On Australia Day, 2012, Jim was made a member of the Order of Australia (AM) “for service to public administration in Queensland through the development and implementation of public sector management and training reforms and to improved service delivery”.
Jason Warnock currently works as the Director of Podiatry for the Metro North Hospital and Health Service in Brisbane. He performed a variety of roles for the Townsville Hospital and Health Service, including being the clinical lead for Podiatry. For more than 30 years he worked in his private podiatry practice in Townsville which included regular visits to the rural townships of Cardwell, Ingham, Charters Towers, Ayr and Bowen. He was the first podiatrist to deliver services to the Gulf of Carpentaria communities in 1996 and for 20 years attended a monthly clinic on Palm Island.
In partnership with Services for Australian Rural and Remote Health (SARRAH) in 2003-05, he undertook a Commonwealth project which later become the Indigenous Diabetic Foot program. In 2006, he was awarded SARRAH’s Squawk Award for his contribution to Australia’s rural and remote allied health practitioners; in 2016 he was awarded life member of the Australian Podiatry Association.
Jason was the inaugural Chair of the Podiatry Board of Australia (2009-2012) and awarded a Churchill Fellowship (2008) to investigate diabetic foot care services in the Indigenous communities of USA and Canada.
Jason is pleased to be able to return to western Queensland, to share his wealth of experiences with the WQPHN and the communities of the region, particularly in the area of allied health services and podiatry.
Professor Sabina Knight
Professor Sabina Knight is an experienced remote area nurse with lifetime roots in outback rural and remote areas.
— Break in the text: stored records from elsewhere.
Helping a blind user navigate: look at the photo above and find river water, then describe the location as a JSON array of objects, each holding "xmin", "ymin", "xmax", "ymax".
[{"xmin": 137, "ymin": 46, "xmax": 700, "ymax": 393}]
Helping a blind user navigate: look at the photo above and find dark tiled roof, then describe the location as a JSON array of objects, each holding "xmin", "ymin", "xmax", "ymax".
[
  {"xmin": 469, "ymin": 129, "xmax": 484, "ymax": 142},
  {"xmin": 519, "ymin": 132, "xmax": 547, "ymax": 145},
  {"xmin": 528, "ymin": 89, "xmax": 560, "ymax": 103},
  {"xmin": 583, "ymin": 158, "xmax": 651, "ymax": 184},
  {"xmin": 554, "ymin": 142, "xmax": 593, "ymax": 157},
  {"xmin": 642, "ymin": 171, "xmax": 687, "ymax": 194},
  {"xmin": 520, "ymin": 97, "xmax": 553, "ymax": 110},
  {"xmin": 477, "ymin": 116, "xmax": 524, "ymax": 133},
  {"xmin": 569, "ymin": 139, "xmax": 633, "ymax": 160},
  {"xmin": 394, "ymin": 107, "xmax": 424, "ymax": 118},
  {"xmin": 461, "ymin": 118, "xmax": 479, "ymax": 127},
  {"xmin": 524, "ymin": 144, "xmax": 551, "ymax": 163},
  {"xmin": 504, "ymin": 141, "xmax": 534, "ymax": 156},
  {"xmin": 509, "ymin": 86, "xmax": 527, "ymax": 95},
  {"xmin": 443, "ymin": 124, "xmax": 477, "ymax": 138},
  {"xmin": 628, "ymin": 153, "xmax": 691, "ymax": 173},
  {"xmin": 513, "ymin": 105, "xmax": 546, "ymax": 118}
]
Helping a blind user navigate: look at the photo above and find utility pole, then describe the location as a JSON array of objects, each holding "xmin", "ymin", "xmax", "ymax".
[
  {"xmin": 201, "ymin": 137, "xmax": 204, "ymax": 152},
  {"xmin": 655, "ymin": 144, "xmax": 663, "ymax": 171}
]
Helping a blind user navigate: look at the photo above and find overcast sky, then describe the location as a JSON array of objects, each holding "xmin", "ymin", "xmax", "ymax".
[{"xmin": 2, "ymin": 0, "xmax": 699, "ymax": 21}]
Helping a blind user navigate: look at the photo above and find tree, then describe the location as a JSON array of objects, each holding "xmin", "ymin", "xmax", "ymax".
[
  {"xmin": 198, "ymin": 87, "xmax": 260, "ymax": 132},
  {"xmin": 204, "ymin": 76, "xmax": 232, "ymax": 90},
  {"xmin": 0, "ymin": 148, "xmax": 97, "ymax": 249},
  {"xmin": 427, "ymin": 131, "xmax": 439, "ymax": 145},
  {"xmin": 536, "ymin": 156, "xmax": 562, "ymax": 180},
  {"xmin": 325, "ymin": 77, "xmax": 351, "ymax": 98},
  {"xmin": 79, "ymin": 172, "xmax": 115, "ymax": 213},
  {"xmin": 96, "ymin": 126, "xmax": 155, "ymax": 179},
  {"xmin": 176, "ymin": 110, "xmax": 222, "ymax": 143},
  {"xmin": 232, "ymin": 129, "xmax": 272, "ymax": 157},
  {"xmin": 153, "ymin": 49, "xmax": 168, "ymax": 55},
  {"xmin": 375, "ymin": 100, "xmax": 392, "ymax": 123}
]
A veteran of remote health in New South Wales, Central Australia and the Northern Territory, Sabina has developed expertise in clinical practice, primary health care, public health, research and education. In 1983, Sabina was one of the remote advocates instrumental in the founding of the Council of Remote Area Nurses of Australia, then the Central Australia Rural Practitioners Association and then the National Rural Health Alliance. She has made significant contribution to innovative service models, education and remote practice through the establishment of highly regarded short courses such as the CRANA REC program as well as post graduate programs in remote health practice, clinical guidelines and most recently through the development of student led service learning models.
From 1989 - 1997, she was a member of the original and subsequent CARPA editorial committees producing internationally recognised clinical guidelines for remote practice, taking over as chair in 1998 and continuing until 2016.
Sabina has been a key figure in the development of rural and remote health workforce policy and health reform. She has served on a wide range of ministerial advisory bodies and was a Commissioner on the National health and Hospital Reform Commission. She has been associated with University Departments of Rural Health since their inception 21 years ago and currently leads the Centre for Rural and Remote Health, James Cook University in outback Queensland.
For her contribution to remote health and education Professor Knight was awarded the Centenary Medal as well as being recognised with the Aurora Award by CRANA for outstanding leadership and contribution to remote health.